Depuis dix ans, chaque week-end sauf en été, ces camions aménagés en cabinet médical dispensent gratuitement des soins aux habitants des îles et régions reculées.

Pays morcelé, la Grèce se compose de plus de deux cents îles habitées dont certaines ne comptent qu'une poignée de résidents permanents.

Financés par la puissante fondation Stavros Niarchos, qui construit aussi trois hôpitaux ultramodernes en Grèce et rénove de grands hôpitaux à Athènes, ces poids lourds médicaux comblent en partie les manques de l'Etat.

D'Athènes aux îles de la mer Egée, les doléances sont sans fin face au délitement de l'offre publique de soins depuis la crise financière qui a secoué la Grèce.

L'ONG "Médecins de l'Egée" vole aussi au secours des insulaires.

- "Vulnérables" -

Avec 1.874 euros par habitant en 2021, le pays a dépensé moins de la moitié de la moyenne des dépenses totales de santé dans l'UE, selon un rapport de l'OCDE.

Sur cette terre lointaine de l'archipel des Cyclades, "nous n'avons ni hôpital, ni médecin spécialiste, ni équipements médicaux", explique à l'AFP le maire, Vassilis Marakis. "Nous nous sentons vulnérables".

En hiver, l'île restée à l'écart du tourisme compte moins de deux cents habitants. Dans les ruelles étroites qui s'enroulent autour de l'église à coupole bleue, les chats ont pris le pouvoir.

Au café, un sapin de Noël clignote face à quelques habitués âgés qui commentent le match de foot du jour.

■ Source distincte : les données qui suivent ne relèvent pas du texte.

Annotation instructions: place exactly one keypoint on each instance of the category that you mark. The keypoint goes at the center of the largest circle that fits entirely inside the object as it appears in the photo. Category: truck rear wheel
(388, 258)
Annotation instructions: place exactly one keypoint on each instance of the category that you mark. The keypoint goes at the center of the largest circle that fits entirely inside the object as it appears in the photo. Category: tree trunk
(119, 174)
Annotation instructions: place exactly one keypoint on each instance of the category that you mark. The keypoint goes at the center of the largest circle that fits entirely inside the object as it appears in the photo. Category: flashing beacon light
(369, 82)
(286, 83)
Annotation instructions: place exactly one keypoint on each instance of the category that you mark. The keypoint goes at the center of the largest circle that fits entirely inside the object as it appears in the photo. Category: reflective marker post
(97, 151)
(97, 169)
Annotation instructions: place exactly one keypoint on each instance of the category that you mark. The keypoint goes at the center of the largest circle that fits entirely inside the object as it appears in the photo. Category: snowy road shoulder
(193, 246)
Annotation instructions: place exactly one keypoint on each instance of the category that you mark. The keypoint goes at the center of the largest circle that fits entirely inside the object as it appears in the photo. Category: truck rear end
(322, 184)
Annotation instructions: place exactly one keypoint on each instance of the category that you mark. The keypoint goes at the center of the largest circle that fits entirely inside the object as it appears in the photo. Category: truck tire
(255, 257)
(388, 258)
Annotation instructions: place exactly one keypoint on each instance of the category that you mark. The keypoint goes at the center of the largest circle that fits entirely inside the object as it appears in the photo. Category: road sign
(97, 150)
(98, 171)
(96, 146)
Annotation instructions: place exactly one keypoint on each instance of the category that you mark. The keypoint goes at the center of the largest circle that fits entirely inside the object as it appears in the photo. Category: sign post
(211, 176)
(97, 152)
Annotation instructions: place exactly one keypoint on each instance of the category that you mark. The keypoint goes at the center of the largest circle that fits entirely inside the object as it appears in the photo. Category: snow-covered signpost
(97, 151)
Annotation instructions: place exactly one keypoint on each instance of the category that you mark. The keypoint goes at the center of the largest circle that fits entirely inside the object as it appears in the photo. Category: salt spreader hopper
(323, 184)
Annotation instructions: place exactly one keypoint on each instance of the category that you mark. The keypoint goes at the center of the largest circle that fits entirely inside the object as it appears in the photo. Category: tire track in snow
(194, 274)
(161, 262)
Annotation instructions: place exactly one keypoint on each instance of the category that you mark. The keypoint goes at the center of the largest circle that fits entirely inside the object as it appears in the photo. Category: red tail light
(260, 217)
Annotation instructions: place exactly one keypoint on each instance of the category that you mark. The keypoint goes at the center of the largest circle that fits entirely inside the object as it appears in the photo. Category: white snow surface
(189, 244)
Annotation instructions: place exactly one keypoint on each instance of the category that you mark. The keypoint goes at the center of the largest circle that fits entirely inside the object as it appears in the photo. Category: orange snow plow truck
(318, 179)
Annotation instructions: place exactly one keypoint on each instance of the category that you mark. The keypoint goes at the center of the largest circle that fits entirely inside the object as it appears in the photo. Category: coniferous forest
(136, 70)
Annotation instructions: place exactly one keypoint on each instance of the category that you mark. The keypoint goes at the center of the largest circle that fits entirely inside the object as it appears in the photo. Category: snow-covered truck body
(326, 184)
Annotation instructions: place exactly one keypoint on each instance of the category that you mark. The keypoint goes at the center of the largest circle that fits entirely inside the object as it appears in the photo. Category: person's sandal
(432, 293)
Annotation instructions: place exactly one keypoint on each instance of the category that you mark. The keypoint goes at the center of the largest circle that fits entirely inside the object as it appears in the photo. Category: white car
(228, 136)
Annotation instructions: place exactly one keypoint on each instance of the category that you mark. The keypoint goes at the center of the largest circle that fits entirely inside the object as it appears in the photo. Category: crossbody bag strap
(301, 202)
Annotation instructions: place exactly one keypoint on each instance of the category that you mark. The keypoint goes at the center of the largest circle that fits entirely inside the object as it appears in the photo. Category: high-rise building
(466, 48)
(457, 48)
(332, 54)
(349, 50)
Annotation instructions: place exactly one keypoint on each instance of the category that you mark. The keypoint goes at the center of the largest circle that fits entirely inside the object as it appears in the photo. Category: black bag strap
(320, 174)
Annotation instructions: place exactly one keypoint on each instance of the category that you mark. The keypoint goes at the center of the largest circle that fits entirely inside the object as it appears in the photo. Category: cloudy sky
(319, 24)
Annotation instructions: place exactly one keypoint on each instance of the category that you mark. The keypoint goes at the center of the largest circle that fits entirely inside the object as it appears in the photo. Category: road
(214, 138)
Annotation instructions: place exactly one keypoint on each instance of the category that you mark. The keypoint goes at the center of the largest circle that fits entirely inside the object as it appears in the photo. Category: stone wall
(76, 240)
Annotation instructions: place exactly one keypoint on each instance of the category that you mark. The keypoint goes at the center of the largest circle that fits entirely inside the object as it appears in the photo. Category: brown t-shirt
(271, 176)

Les tavernes sont fermées.

En cas d'urgence médicale, "il faut évacuer la personne par hélicoptère", reprend le maire. En hiver, les caprices de la météo peuvent couper du monde certaines îles pendant plusieurs jours.

Même pour les bobos, les poussées de fièvre ou les otites des 17 enfants scolarisés à Sikinos, les difficultés d'accès aux soins sont problématiques.

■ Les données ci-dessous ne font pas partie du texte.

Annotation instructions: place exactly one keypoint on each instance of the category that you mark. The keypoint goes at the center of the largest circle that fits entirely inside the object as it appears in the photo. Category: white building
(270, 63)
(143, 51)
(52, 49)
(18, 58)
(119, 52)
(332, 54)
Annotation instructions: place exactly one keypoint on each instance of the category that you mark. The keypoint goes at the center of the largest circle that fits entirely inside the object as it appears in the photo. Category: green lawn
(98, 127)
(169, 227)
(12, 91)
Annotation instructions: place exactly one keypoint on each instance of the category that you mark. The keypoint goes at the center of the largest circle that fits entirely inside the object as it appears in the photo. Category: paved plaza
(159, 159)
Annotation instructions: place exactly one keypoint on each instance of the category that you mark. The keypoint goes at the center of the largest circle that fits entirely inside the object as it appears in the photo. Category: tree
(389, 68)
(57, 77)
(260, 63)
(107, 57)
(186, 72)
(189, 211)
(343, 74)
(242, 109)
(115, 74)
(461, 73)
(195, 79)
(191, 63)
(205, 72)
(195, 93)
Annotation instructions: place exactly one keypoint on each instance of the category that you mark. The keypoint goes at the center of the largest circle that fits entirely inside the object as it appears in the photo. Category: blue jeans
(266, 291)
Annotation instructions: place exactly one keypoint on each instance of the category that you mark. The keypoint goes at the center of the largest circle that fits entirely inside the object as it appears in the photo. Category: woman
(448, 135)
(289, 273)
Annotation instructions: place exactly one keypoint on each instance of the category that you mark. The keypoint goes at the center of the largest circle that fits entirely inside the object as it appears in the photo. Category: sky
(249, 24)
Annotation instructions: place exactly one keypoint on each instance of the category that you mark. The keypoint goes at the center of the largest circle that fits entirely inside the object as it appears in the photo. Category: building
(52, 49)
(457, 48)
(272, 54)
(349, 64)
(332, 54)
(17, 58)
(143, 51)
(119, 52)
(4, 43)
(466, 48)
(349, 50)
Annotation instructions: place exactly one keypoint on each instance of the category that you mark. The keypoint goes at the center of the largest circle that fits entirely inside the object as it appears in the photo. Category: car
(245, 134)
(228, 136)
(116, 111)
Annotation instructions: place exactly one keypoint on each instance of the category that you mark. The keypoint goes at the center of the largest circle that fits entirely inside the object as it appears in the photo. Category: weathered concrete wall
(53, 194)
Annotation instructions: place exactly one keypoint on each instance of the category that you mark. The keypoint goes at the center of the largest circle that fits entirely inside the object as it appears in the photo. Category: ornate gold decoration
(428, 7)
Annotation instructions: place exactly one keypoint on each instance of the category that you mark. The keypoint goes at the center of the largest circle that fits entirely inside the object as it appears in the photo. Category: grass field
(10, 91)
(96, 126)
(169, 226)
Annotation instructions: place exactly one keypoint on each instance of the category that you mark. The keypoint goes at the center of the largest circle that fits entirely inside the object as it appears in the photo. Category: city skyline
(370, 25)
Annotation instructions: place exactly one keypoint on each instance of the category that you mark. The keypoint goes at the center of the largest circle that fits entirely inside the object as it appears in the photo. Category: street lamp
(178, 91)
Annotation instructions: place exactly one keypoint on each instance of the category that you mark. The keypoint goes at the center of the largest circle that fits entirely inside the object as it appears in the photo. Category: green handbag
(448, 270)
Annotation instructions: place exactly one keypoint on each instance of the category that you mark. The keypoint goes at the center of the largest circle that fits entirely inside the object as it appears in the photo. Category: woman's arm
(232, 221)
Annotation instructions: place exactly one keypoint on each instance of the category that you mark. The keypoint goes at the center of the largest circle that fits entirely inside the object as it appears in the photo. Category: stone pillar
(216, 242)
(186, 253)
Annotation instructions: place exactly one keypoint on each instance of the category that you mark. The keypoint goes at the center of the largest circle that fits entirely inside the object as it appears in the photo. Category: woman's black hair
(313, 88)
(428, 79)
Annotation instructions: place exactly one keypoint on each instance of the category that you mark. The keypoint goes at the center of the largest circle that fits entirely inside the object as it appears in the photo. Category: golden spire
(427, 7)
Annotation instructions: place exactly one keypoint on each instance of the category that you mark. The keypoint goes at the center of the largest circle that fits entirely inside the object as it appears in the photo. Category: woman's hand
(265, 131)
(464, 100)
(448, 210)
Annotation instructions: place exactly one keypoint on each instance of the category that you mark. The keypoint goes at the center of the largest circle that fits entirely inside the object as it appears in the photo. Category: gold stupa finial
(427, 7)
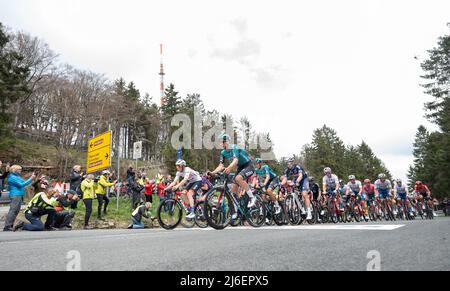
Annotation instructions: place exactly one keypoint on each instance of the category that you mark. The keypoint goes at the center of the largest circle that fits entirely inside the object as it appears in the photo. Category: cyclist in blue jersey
(297, 174)
(239, 159)
(383, 188)
(401, 193)
(271, 181)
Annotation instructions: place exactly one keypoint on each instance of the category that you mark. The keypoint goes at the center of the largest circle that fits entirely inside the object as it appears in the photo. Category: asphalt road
(406, 245)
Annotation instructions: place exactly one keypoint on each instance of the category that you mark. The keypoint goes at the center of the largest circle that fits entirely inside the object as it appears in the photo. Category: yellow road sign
(99, 141)
(99, 152)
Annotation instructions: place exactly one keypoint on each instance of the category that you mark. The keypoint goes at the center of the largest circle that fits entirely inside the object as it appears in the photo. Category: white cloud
(290, 66)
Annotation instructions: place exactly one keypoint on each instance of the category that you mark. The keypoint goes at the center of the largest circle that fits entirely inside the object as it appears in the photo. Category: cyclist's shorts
(331, 192)
(246, 171)
(401, 196)
(384, 194)
(304, 185)
(275, 183)
(363, 196)
(347, 197)
(195, 186)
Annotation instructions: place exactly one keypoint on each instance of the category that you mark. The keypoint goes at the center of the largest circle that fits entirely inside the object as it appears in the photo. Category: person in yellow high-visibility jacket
(102, 184)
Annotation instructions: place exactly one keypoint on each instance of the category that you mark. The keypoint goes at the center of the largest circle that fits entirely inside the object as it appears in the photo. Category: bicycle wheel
(324, 214)
(200, 219)
(256, 216)
(169, 214)
(313, 213)
(293, 210)
(279, 218)
(217, 208)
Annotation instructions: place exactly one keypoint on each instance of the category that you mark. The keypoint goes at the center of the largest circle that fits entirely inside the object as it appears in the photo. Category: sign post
(137, 151)
(99, 153)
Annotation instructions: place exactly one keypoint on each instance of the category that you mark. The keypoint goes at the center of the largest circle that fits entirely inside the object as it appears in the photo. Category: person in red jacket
(148, 190)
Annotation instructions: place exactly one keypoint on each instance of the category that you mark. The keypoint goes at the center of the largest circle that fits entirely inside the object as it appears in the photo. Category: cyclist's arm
(232, 165)
(300, 177)
(175, 181)
(182, 183)
(266, 181)
(219, 169)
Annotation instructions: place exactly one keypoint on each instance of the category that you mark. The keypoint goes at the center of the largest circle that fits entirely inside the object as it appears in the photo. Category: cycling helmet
(181, 163)
(225, 137)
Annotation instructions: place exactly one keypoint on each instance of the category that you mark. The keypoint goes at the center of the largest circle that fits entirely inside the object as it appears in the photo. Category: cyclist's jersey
(422, 190)
(401, 190)
(331, 181)
(342, 189)
(314, 188)
(205, 181)
(383, 186)
(293, 173)
(189, 174)
(355, 187)
(233, 152)
(264, 170)
(369, 190)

"Il faut faire une demi-heure de bateau pour consulter le pédiatre (de l'île voisine) de Ios", explique Paraskevi Karayianni, puéricultrice en crèche de 41 ans, mère d'un enfant de quatre ans et demi.

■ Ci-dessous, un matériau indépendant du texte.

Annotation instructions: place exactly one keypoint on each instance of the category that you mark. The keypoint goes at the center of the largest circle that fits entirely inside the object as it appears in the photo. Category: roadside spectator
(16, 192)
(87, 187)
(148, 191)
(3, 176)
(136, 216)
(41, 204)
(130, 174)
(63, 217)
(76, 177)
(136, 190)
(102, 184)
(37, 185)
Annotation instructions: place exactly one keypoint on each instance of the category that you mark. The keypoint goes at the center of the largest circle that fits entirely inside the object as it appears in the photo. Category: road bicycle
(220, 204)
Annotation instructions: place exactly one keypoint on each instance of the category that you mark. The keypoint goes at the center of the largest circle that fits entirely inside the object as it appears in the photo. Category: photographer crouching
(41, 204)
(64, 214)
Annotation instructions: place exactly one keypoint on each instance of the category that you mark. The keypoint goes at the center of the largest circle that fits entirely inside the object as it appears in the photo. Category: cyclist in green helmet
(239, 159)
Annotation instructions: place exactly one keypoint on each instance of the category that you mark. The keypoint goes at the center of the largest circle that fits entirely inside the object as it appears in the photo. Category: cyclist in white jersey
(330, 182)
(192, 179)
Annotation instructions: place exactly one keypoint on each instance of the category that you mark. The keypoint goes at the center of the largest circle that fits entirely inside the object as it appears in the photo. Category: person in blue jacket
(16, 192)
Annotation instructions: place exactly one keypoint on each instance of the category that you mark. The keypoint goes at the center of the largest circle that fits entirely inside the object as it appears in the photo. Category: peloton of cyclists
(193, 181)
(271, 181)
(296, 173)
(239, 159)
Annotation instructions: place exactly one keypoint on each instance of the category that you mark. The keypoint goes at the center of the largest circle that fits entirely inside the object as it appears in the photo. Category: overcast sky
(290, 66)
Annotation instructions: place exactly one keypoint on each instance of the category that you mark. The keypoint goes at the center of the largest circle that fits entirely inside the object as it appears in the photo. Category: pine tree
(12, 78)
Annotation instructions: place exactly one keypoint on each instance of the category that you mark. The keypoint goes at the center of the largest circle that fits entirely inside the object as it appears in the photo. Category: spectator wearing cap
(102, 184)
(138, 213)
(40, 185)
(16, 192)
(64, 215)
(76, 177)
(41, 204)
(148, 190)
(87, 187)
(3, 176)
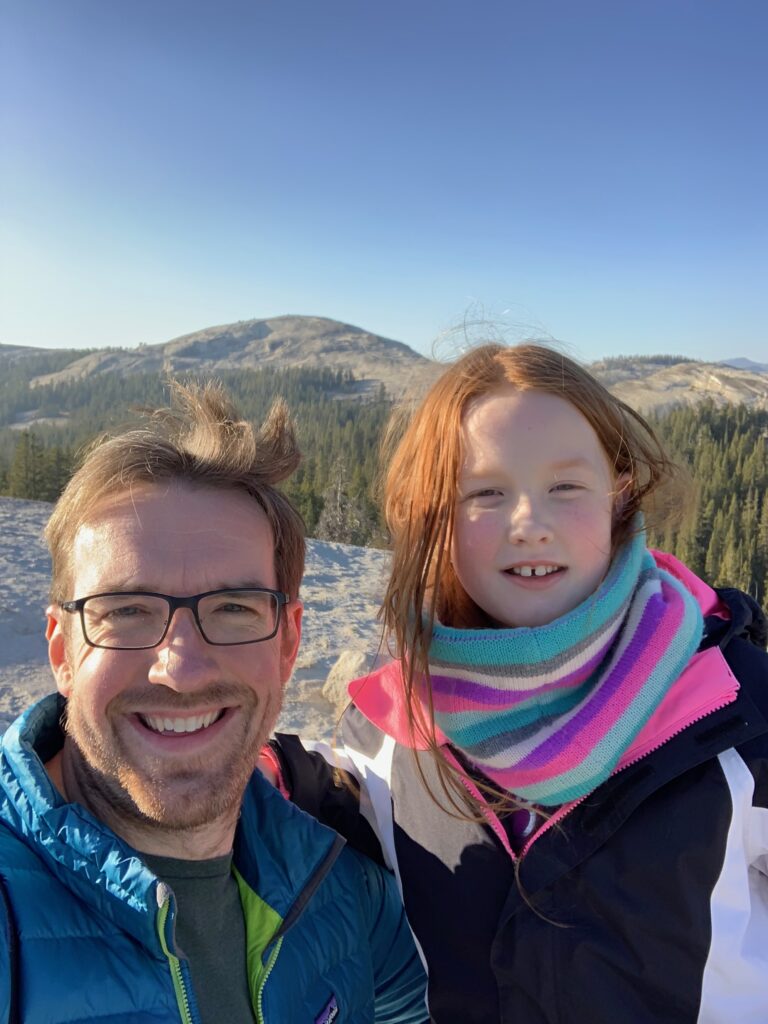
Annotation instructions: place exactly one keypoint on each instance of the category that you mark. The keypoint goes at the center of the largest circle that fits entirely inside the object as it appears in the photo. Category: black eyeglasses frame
(192, 602)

"Nous devons l'appeler et il nous fait passer en priorité", ajoute-t-elle.

- "Véritable pharmacie" -

"J'ai chez moi une véritable pharmacie qui va des médicaments de base aux antibiotiques", détaille-t-elle.

Pour cette mission à Sikinos, l'équipe médicale compte 18 personnes, dont un cardiologue, un ORL, une ophtalmologue.

Quelque 60 habitants de Sikinos ont pris deux ou trois rendez-vous pour diverses consultations, selon Elisabeth Kyritsi, coordinatrice en chef de l'équipe.

Dans une salle de classe dont les murs scandent les grandes dates de l'histoire de la Grèce, une infirmière effectue des prises de sang. Installée derrière un paravent bleu, l'orthopédiste Alexandra Koukoutsi inspecte les genoux fatigués de "Madame Kalliopi".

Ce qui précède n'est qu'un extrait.